I'm sure others will be along with more sites, as one of our ladies does some beautiful minature quilts.

Angie


----------



## cc (Jun 4, 2006)

I have to agree with Angie but if you google "free quilt patterns" you will get thousands and thousands.


----------



## my3boys (Jan 18, 2011)

AngieM2 said:


> www.quilterscache.com
> 
> and
> 
> ...


Thanks!

Carol


----------



## my3boys (Jan 18, 2011)

cc said:


> I have to agree with Angie but if you google "free quilt patterns" you will get thousands and thousands.


There sure are. It's overwhelming! That's why I thought I would see if there were any favorites and standouts so I could narrow it down. 

Carol


----------



## Garnet (Sep 19, 2003)

I just saw this one at Moda Bake Shop - Framed In Quilt. It's an all over scrappy bed quilt design. So it may be more for someone with a scrap stash to use up. I sent it to my niece, and she already has a quilt top nearly finished - using blue scraps from her stash.

Three layouts are shown. My niece did the 3rd one. I will probably do the 1st one.

http://www.modabakeshop.com/2011/05/framed-in-quilt.html#more


----------



## MacaReenie (Mar 1, 2008)

Here are my two favorite sites for free patterns:

Mary Quilts http://www.maryquilts.com/ Her quilts are fairly easily and have fabulous results.

Quiltville http://www.quiltville.com/ Gorgeous patterns and great results, but Bonnie Hunter is notorious for using lots of LITTLE pieces. I have made a lot of her quilts and LOVE them all.

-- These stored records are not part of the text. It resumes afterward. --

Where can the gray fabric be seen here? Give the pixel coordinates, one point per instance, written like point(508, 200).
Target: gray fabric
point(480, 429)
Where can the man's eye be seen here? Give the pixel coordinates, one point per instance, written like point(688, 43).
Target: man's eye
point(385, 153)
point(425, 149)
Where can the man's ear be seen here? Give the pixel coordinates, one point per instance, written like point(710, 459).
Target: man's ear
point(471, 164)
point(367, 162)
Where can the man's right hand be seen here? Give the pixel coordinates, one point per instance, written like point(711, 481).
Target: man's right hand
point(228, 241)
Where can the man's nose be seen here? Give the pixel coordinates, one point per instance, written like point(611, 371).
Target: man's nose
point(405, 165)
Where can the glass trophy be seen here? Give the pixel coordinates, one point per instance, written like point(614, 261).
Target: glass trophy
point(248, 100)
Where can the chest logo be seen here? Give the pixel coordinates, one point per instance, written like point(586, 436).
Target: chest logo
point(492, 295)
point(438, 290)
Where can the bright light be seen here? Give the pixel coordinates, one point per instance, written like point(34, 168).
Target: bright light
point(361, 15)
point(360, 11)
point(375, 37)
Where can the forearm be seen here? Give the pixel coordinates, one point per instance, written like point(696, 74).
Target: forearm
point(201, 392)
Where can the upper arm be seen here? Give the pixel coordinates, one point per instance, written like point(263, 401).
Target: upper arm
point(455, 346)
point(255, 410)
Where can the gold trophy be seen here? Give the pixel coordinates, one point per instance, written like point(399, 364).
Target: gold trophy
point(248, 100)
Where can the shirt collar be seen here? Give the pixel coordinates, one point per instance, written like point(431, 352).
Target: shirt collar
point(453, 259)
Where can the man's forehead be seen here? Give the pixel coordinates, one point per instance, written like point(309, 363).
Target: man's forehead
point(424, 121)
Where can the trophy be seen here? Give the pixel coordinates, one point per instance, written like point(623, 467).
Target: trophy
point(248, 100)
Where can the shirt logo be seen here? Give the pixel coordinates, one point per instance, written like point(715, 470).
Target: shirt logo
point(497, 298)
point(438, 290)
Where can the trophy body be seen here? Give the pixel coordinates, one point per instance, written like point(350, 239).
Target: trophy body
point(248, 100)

Hope this helps! Can't wait to see other favorites, though I need NO MORE temptation right now as I am still trying to finish up what I have going! lol


----------



## my3boys (Jan 18, 2011)

MacaReenie said:


> Here are my two favorite sites for free patterns:
> 
> Mary Quilts http://www.maryquilts.com/ Her quilts are fairly easily and have fabulous results.
> 
> ...


Added to my list!

Carol


----------